The beautiful little dress my aunt gave my mother when I was born. I was blessed in it. When I moved out on my own after college, my mom gave me a box of things that were mine--a baby book she had kept, a giant stocking in which I was brought home on Christmas Eve, and this little blessing dress. When my daughter was born, after all those boys, I was eager and excited to bless her in the same dress in which I was blessed.

Today when I pulled the outfits out, I was saddened to see they were both starting to yellow. I don't really know how to preserve clothing, apparently, since my blessing dress made it 30 years perfectly preserved and now, after only two years of me having it, it is starting to yellow. The boy outfit had a spit-up spot on it that I apparently did not catch, and I must not have had it cleaned after my 3rd son wore it.

I keep telling myself they are only blessing outfits, I can get new ones if we have more children, and my kids probably don't care much whether they are able to bless their children in the same outfits. But I am so sad at the thought of having to throw them away. Sometimes, things are hard to let go. Even if they are only things.

This is my oldest child in a four-generation picture.


(I couldn't find a picture of the 2nd son in the outfit in the digital pictures, so I must have one that was taken with a regular camera before we went digital. I'll look for it later.)
This is my 3rd son wearing the same outfit.

Here is my daughter in the blessing dress. If I can ever find a picture of me wearing the dress on my blessing day, I'll post that too.

Saturday, May 15, 2010

Leaving the Past Behind


I'm feeling the blues today. The reasons why cannot be explained here. They are too complicated, too personal, and too unreasonable. But I just feel blah.

Being here where I am reminds me of some dreams I had when I was younger that probably will never be fulfilled. It is this place, the very air around me as the seasons change, that leave me yearning for yesterday. I wish I could escape to another place. Yes, that is running away. But sometimes, the whole "out-of-sight, out-of-mind" thing works for a reason.
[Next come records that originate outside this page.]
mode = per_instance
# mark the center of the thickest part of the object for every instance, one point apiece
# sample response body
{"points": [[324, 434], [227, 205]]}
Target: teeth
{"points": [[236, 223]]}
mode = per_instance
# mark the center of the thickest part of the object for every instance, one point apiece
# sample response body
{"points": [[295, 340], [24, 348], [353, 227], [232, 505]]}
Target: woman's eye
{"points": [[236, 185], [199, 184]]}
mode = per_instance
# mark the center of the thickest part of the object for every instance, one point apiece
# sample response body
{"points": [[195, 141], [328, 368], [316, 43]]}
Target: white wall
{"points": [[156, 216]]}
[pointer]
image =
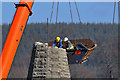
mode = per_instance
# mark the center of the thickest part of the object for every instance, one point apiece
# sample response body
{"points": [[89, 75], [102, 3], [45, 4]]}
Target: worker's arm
{"points": [[54, 43]]}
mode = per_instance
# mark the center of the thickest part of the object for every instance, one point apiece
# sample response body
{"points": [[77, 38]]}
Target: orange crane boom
{"points": [[17, 27]]}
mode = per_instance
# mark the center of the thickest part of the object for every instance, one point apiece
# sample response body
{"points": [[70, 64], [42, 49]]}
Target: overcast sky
{"points": [[92, 12]]}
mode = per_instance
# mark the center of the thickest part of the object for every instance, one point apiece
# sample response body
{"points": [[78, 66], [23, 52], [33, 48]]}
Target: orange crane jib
{"points": [[17, 27]]}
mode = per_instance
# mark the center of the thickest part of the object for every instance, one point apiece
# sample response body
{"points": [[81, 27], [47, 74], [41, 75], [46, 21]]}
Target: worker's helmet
{"points": [[57, 39], [65, 39]]}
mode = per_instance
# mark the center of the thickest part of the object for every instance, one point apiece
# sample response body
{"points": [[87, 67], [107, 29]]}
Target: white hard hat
{"points": [[65, 39]]}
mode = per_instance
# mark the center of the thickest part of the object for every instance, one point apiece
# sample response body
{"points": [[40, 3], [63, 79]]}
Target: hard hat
{"points": [[57, 39], [65, 39]]}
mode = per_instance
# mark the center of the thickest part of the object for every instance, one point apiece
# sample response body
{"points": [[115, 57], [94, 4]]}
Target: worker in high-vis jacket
{"points": [[68, 44], [58, 42]]}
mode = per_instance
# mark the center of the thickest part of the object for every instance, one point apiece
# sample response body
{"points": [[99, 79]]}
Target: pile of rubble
{"points": [[50, 62]]}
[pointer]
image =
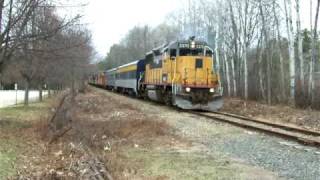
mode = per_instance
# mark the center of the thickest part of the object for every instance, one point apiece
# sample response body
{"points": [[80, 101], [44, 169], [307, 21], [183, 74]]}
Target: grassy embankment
{"points": [[14, 124]]}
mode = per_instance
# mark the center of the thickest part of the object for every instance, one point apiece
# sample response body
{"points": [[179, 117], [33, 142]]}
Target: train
{"points": [[182, 73]]}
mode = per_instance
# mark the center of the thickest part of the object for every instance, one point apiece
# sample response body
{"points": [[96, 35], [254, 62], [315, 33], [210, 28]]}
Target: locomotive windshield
{"points": [[195, 52], [193, 49]]}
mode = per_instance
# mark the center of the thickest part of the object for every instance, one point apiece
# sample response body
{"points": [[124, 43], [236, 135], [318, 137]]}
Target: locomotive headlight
{"points": [[193, 45]]}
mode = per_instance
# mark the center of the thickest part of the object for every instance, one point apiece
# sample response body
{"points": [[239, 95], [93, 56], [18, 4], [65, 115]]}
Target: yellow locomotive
{"points": [[182, 74]]}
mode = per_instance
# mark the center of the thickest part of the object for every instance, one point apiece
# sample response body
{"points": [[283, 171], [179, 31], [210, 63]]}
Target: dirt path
{"points": [[132, 139]]}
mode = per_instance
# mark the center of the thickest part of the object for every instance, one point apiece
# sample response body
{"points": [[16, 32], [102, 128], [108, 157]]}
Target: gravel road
{"points": [[288, 160]]}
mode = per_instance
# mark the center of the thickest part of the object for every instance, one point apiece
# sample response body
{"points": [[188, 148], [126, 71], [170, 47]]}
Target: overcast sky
{"points": [[110, 20]]}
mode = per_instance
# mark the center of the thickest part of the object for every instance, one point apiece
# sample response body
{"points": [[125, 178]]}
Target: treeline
{"points": [[40, 49], [137, 42], [263, 52]]}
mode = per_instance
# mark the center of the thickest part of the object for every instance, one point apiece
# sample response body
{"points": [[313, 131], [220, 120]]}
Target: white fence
{"points": [[8, 98]]}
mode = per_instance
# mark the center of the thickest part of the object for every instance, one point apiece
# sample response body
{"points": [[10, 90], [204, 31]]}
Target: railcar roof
{"points": [[111, 70], [129, 64]]}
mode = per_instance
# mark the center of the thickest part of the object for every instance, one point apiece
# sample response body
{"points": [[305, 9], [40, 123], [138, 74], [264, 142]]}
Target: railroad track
{"points": [[298, 134], [301, 135]]}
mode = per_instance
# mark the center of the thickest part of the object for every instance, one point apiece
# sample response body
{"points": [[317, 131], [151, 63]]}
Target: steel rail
{"points": [[294, 133]]}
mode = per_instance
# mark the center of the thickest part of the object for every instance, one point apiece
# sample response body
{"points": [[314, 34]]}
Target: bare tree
{"points": [[311, 89], [288, 12]]}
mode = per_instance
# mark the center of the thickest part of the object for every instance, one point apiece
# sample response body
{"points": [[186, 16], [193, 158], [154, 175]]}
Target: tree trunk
{"points": [[26, 93], [282, 81], [260, 69], [49, 90], [300, 50], [291, 49], [227, 73], [311, 88], [268, 54], [40, 93]]}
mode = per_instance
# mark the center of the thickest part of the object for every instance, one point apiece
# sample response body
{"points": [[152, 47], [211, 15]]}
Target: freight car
{"points": [[181, 74]]}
I'd like to live in a place where my memories don't haunt me at every turn I take, everything I see.

Do you ever hear a song on the radio that takes you back to another time, another place? That is how it is with the mere change of seasons for me here. It is all around me.
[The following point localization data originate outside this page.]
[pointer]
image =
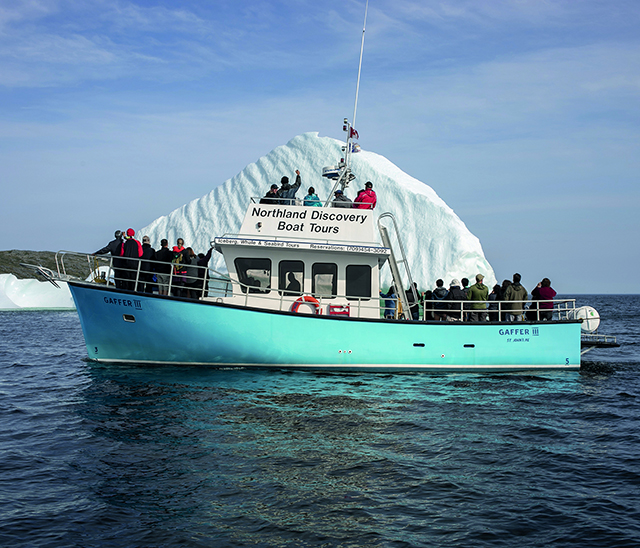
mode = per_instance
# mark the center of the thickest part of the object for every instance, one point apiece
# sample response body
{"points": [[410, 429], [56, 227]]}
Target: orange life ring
{"points": [[306, 299]]}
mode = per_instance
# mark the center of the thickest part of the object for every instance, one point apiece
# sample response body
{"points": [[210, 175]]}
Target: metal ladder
{"points": [[394, 264]]}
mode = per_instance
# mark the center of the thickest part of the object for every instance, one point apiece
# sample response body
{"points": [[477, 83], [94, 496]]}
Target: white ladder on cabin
{"points": [[394, 263]]}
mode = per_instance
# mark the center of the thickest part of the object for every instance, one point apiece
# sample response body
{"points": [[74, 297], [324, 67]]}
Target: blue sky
{"points": [[524, 116]]}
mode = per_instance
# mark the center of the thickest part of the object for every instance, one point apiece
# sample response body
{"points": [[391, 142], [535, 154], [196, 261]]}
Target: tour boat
{"points": [[303, 291]]}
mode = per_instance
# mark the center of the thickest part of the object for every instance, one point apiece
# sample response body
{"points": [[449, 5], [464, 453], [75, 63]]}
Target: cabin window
{"points": [[324, 280], [291, 277], [358, 281], [254, 275]]}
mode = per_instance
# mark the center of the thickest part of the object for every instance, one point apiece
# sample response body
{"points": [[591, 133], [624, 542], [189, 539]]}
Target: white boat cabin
{"points": [[305, 259]]}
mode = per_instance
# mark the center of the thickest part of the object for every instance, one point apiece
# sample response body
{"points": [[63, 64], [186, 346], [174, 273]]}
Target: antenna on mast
{"points": [[364, 26], [341, 173]]}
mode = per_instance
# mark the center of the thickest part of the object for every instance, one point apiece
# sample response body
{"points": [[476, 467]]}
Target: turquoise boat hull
{"points": [[128, 327]]}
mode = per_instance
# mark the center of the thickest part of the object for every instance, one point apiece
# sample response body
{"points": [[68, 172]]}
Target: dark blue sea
{"points": [[118, 456]]}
When we decided to move here, I warned my husband that I've had these feelings every time we visited and that living here could be a problem for me. He told me that I needed to start making new memories.
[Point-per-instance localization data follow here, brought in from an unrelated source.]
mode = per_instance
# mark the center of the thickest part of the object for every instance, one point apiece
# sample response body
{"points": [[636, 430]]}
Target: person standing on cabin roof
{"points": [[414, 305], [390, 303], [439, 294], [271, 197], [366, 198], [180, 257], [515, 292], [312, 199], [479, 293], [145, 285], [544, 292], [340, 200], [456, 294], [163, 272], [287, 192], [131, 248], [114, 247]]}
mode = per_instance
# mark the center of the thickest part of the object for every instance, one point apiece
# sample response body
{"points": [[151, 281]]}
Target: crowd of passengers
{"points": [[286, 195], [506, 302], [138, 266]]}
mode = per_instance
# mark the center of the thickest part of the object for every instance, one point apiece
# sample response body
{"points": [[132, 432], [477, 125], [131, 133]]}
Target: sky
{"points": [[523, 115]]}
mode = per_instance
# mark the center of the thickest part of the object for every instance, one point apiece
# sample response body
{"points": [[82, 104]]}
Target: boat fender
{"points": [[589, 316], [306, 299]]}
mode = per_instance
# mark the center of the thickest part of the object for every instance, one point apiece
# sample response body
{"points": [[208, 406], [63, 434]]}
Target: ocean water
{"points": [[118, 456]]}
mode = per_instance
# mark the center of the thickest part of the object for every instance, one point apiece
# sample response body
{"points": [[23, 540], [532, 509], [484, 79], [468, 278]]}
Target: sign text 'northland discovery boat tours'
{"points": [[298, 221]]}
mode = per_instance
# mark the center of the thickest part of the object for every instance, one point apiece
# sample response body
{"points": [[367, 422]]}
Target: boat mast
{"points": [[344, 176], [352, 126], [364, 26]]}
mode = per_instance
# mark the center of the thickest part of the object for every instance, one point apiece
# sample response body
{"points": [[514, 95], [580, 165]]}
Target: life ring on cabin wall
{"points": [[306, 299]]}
I completely agree. It's hard sometimes to let go of the past. You can't change what happened. You can only go forward and make the best of things and hopefully, everything all works out for the better because we learn from our mistakes. That is what I have to do. I can't change the choice I made. I can't take any of it back. Sometimes you make a bad choice and you can repair the damage, but sometimes, when you make a choice, there's nothing you can do to alter the outcome. It is what it is.

So now, as the seasons change and winter melts away into spring, which dissolves into summer, I must make a new choice. A choice to make new memories and to leave the past behind me. To let it go and move on. It won't be easy. But it is necessary.





Friday, May 14, 2010

Seasons


My favorite season is autumn. I love the colors of fall--the oranges, yellows, reds, and even browns. I love waking up on a crisp morning and how it warms up during the day and when the nights are clear and bright and just chilly enough for a jacket. I love the start of school, the smell of new school supplies and clothes, the excitement for another year of learning that's in the air. I love the anxious feeling for the coming holidays--Halloween, then Thanksgiving and the coming of Christmas. I love apple season and all the baking that goes with it--apple pies, apple streudels, applesauce. Just thinking about the smell of cinnamon and apples makes me hungry for autumn.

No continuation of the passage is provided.